Personal information
- Full name: Fabián Andrés Rinaudo
- Date of birth: 15 May 1987 (age 38)
- Place of birth: Armstrong, Argentina
- Height: 1.74 m (5 ft 9 in)
- Position(s): Defensive midfielder

Youth career
- Gimnasia

Senior career*
- Years: Team / Apps / (Gls)
- 2008–2011: Gimnasia LP / 100 / (1)
- 2011–2014: Sporting CP / 36 / (2)
- 2014: → Catania (loan) / 17 / (0)
- 2014–2017: Catania / 31 / (2)
- 2015–2017: → Gimnasia LP (loan) / 38 / (3)
- 2017–2018: Gimnasia LP / 37 / (0)
- 2019–2021: Rosario Central / 45 / (3)

International career
- 2009–2011: Argentina / 4 / (0)

= Fabián Rinaudo =

Argentine footballer

Fabián Andrés Rinaudo (born 15 May 1987 in Armstrong, Santa Fe) is an Argentinian former footballer who played as a midfielder. Rinaudo also holds an Italian passport, and sometimes played with the nickname Fito on his shirt.

==Club career==

===Gimnasia La Plata===
He made his league debut for Gimnasia y Esgrima de La Plata in a 0–0 draw against River Plate on 5 October 2008. In the 2009-10 season he was awarded the prize for best player in the Torneo Apertura and second-best for the Torneo Clausura. He played 100 games for Gimnasia, his last one being a 1–1 draw against San Martín de San Juan, result that relegated Gimnasia to the Primera B Nacional.

===Sporting Clube de Portugal===
On 3 July 2011, Fito Rinaudo joined Portuguese club Sporting Clube de Portugal for an undisclosed fee, signing a four-year contract with a €25M minimum fee release clause. Sporting signed him in a leverage deal as the club later sold 15% economic rights to Sporting Portugal Fund for €525,000 and another 50% to Quality Sports Investments for €1.1 million. The club retained 35% economic rights on future transfer fee.

After Sporing sold the registration rights of Rinaudo to Catania, Sporting also paid €480,000 to Sporting Portugal Fund.

===Calcio Catania===
On 10 January 2014, he was loaned to Calcio Catania and made the move permanent later in July 2014 in a 3-year contract, for €1.6 million fee plus bonuses.
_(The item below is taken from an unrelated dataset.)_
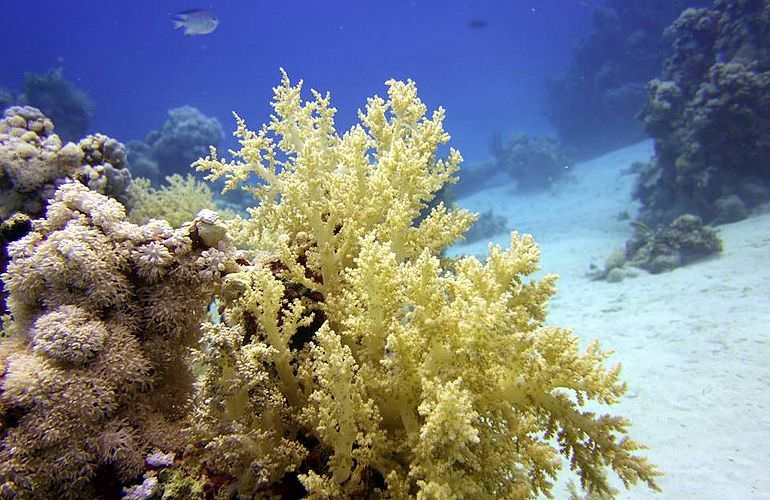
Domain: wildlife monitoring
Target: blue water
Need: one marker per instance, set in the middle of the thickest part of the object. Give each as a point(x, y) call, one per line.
point(127, 57)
Sporting would also receive 50% of the future transfer fee if Catania sold the player.

On 17 August 2015, Rinaudo was loaned back to Argentina for Gimnasia. The loan was renewed on 8 August 2016.

==International career==
On 20 May 2009, Rinaudo made his international debut in a friendly match against Panama. The Argentine team, made up of players based in the Primera División Argentina won the game 3–1.